When priorities aren’t clearly defined, agencies can unintentionally waste time and resources that are already in short supply. Too often, agencies assume they must complete every foundational task before moving on to more advanced controls, thereby making perfection the enemy of progress.
Instead, agencies should evaluate their existing capabilities and begin with the actions they can realistically implement – prioritizing measures that reduce risk and improve resilience today.
‘Assume breach’ changes the equation
In the absence of direction and accountability, an “assume breach” mindset can help agencies and OT operators prepare for attacks and expedite the implementation of this guidance.
This mindset shifts the focus from attempting to stop every intrusion to ensuring systems remain resilient, even when an attack occurs. It accepts that prevention measures alone are not enough and that controls must be in place to minimize the downtime that can occur after an attack takes place.
It acknowledges that attackers may already have access to parts of the network and reframes the problem from keeping them out to containing them once they are in and minimizing the damage.
Such a mindset shift is key to helping agencies develop their network detection and response strategies.
This is where segmentation’s value comes in. Segmentation constrains lateral movement and preserves operations after a compromise. When coupled with visibility into what systems are communicating and strong authentication to limit access, these controls determine whether an incident is contained or escalates into mission disruption – limiting lateral movement, reducing blast radius and allowing operations to continue even when parts of the environment are compromised.

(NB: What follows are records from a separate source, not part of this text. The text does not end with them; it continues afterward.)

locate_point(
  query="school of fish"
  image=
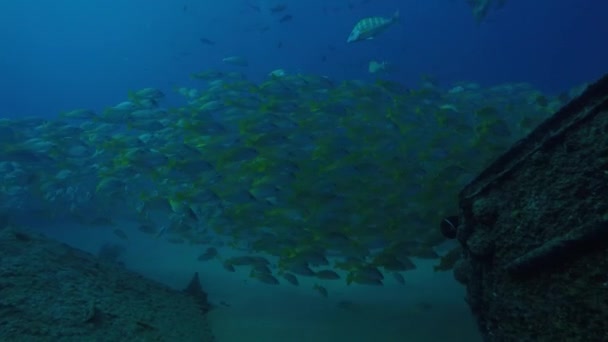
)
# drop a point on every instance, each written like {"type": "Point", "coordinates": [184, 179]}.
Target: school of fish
{"type": "Point", "coordinates": [324, 177]}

What defense agencies should do now
Defense agencies should not wait for formal timelines to act. Unsecured OT systems can degrade facility controls, disrupt logistics, slow response times and compromise mission readiness.
Applying an “assume breach” mindset enables agencies to make progress toward preserving mission continuity despite existing constraints and limited resources. As offensive cyber operations become increasingly central to modern-day warfare, strengthening OT defense is no longer optional – it is a national security imperative.